This Week on NeuroScientistNews: 16 February – 20 February
News Feb 21, 2015
Genetics of alcoholism; the science of anti-depresesants; saliva test for autism, and more.
Alcoholism is far from a so-called “one gene, one disease” disease. It is a complex one, where many genes each make a small contribution. And while identifying genetic risk factors is critical to improving prevention of alcohol dependence, there is no way to know how mutations cause the gene expression changes that lead to alcoholism unless functional studies are also done. This article dives into some of the complexities behind the genetics of alcoholism and discusses how genome-wide association studies and gene expression studies can move together toward the clinic and better therapies.

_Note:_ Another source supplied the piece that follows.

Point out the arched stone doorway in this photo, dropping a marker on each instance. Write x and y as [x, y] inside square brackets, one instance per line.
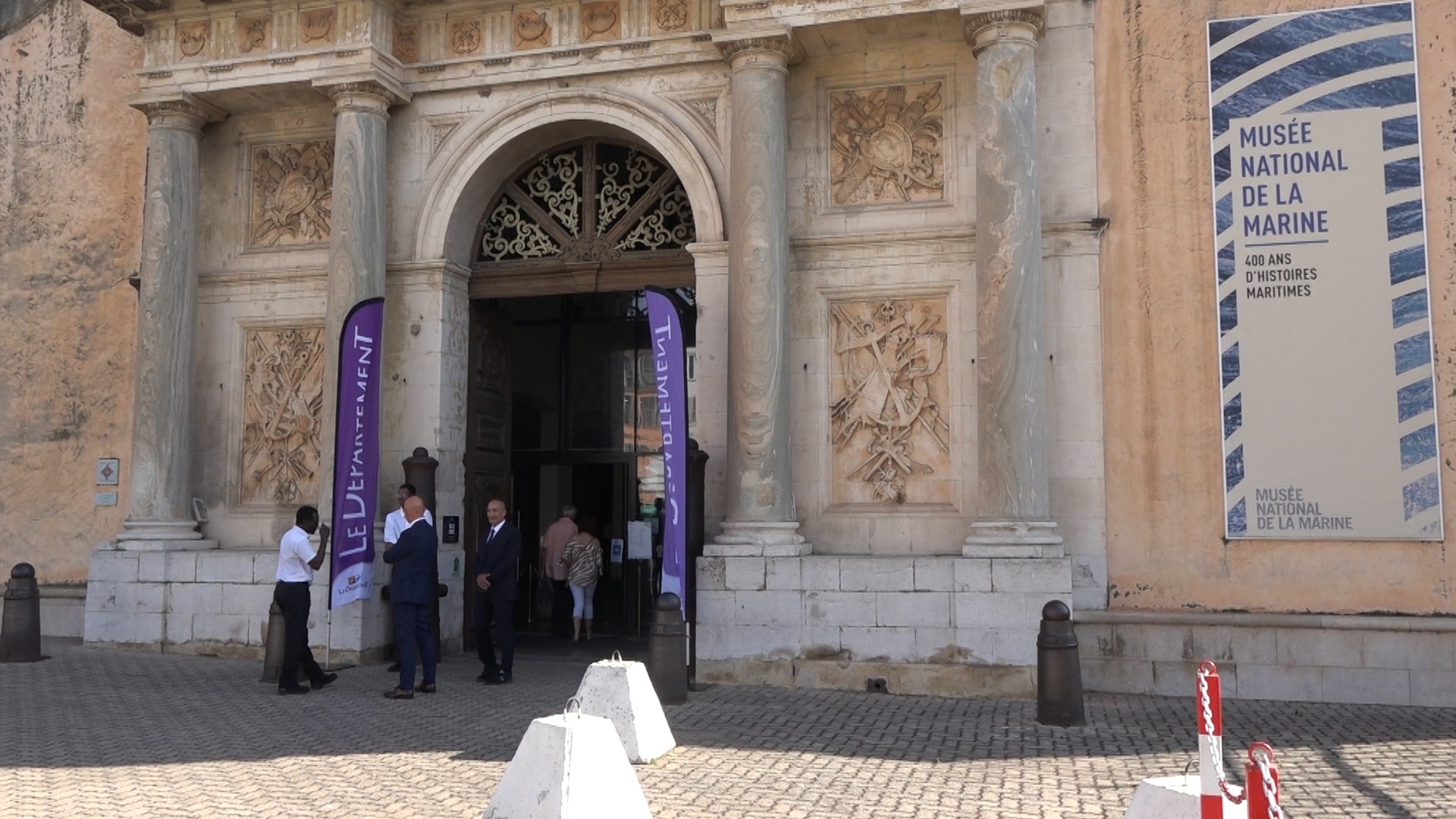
[560, 407]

The science behind many anti-depressant medications appears to be backwards, say the authors of a paper that challenges the prevailing ideas about the nature of depression and some of the world's most commonly prescribed medications. The authors of the paper combed existing research for evidence to support the theory that has dominated nearly 50 years of depression research: that depression is related to low levels of serotonin in the gaps between cells in the brain.
For 150 years, the iconic Broca's area of the brain has been recognized as the command center for human speech, including vocalization. Now, scientists are challenging this long-held assumption with new evidence that Broca's area actually switches off when we talk out loud.

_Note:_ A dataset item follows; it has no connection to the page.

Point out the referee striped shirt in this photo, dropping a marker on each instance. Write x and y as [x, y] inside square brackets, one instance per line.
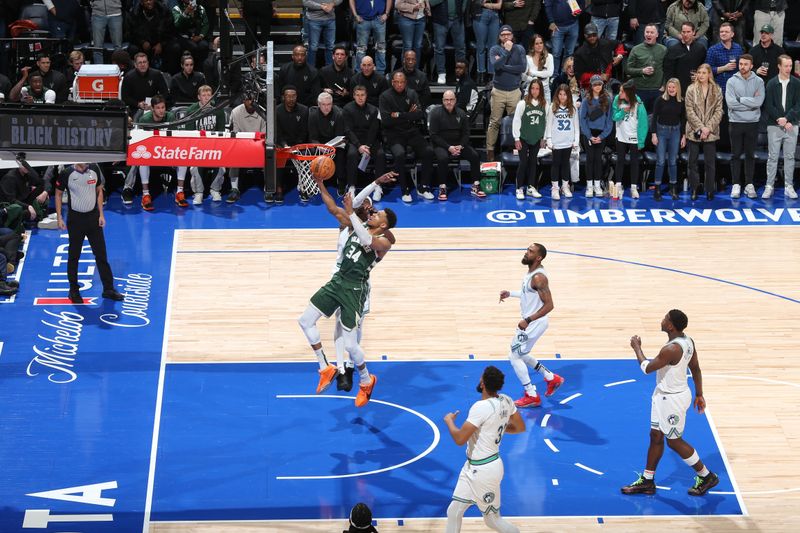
[82, 188]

Schizophrenia is not only associated with positive symptoms such as hallucinations and delusions, but also with negative symptoms e.g. cognitive deficits and impairments of the emotional drive. Until now, the underlying mechanisms for these negative symptoms have not been well characterized. In the new work, a team of researchers reports that a selective dopamine midbrain population that is crucial for emotional and cognitive processing shows reduced electrical in vivo activity in a disease mouse model.

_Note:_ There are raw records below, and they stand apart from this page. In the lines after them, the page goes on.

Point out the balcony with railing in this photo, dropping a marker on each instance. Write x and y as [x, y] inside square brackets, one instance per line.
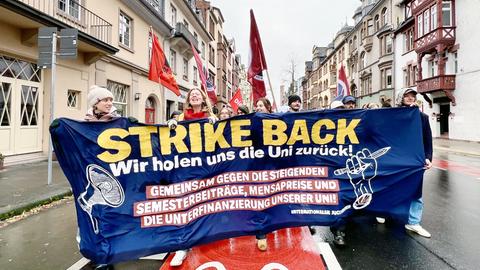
[72, 14]
[368, 43]
[436, 83]
[441, 35]
[181, 40]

A spit test may one day be able to diagnose autism according to new research. The scientists have published the first study showing that children with autism spectrum disorder have differences in protein levels in their saliva when compared to typically developing children. The study appears in the journal Autism Research.
Neurons in the human brain receive electrical signals from thousands of other cells, and long neural extensions called dendrites play a critical role in incorporating all of that information. Using hard-to-obtain samples of human brain tissue, MIT neuroscientists have now discovered that human dendrites have different electrical properties from those of other species.